Thanks to my friend Alice for suggesting this post.

Posted by lesherjennifer


  1. Jennifer I like your thoughts but as I work with the 20 somethings of today I would argue that there is a fine line between assertiveness and arrogance. I fear that the trophy kid generation may have gotten a better message than what we did as kids but the mutation will not serve them well either.



    1. Sarah, good insight. I don’t see too much of it with my younger classmates, but I do see some of the arrogance, and yeah, it’s annoying and so not productive. Maybe the answer is to teach kids to think highly of their hard work and accomplishments, not just think they’re great by default. Or at least teach boys and girls the same level of approval seeking.



  2. Aha! Yes. I agree with you. I don’t agree with Sheryl, however, except on the most basic level. I am around four-year-olds a lot these days. There is a big difference between assertive and bossy.

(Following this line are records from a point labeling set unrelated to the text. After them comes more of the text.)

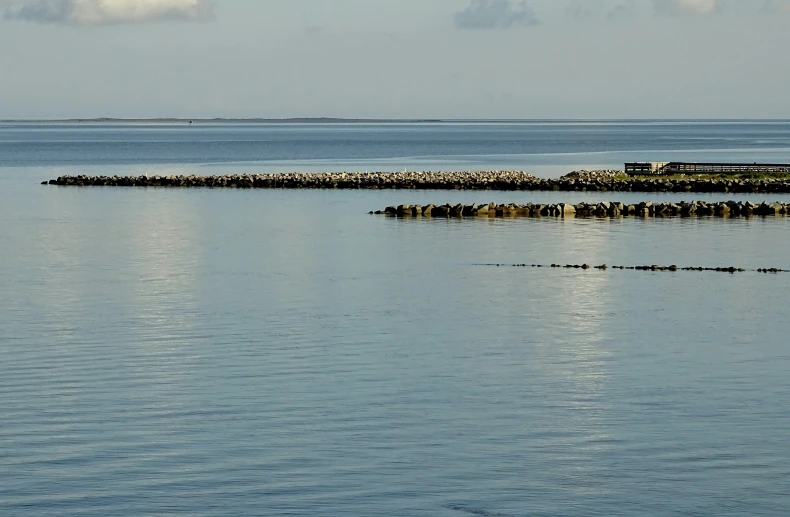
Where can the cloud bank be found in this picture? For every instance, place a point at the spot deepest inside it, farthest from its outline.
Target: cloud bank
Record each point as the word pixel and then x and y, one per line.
pixel 676 8
pixel 107 12
pixel 495 14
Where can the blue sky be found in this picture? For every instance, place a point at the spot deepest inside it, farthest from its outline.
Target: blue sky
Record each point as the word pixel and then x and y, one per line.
pixel 395 58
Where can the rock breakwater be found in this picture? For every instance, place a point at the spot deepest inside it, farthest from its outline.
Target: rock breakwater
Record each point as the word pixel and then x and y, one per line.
pixel 602 209
pixel 580 181
pixel 655 268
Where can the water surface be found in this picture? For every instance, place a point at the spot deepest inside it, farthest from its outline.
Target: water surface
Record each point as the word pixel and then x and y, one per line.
pixel 232 352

    I lament the times I see little girls trying to please their peers (often other girls) rather than stand up for themselves. If I am approached with “So-and-so did this to me!” I almost always tell the kid: “Go tell him/her you don’t like that and that you don’t want him/her to do it anymore”, hoping that they will learn to do that without my instruction (unless it’s something that requires adult intervention for safety reasons). This happens with children of both genders, but I know that as girls get older, bossy and assertive can get mixed up.

    However, a little girl who barks orders at everyone on the playground and then tries to manipulate people who refuse to follow the orders is *not* showing leadership skills. She is bossy. And I think we are doing all kids a disservice if we ignore that kind of behavior from either gender. I’ve heard boys called bossy, but more often they seem to try to get their way physically, and that gets labeled “aggressive”. It is aggressive. And bossy is bossy.

    I guess my problem is that I keep running into kids (or, more often, they run into me) that are not taught that respect for others is extremely important. They do not respect the rights of others, the bodily autonomy of others, or the rights of others to have their needs met. If we start teaching little girls OR little boys that they can and should control others, there will be a lot more kids mowing down toddlers on the bouncy slide.

    All kids misbehave sometimes, and act like jerks or barbarians. It’s part of learning what is appropriate. I wish I could say that I thought banning “bossy” would result in a generation of self-assured and confident teenage girls who are comfortable in their own skin. I think it might lead to more people thinking that their shit is more important than everybody else’s and acting accordingly.



  3. Darbi, I would love to see all kids taught that they are entitled to autonomy and respect, but taught equally that others’ autonomy is just as important. I have seen parents who extend their own narcissism to their kids and fail to teach that second part. Not sure how to fix that because it starts with the prior generations. And, I don’t like banning bossy, because it’s a symptom (of various types of social malaise) not the root. But, that said, I don’t think Sandberg meant to encourage kids to think they can control others, I think she means to encourage girls to be OK with taking a decisive role, without worrying about being liked. And that is something more girls/women could use. Hell, it took me decades to figure it out.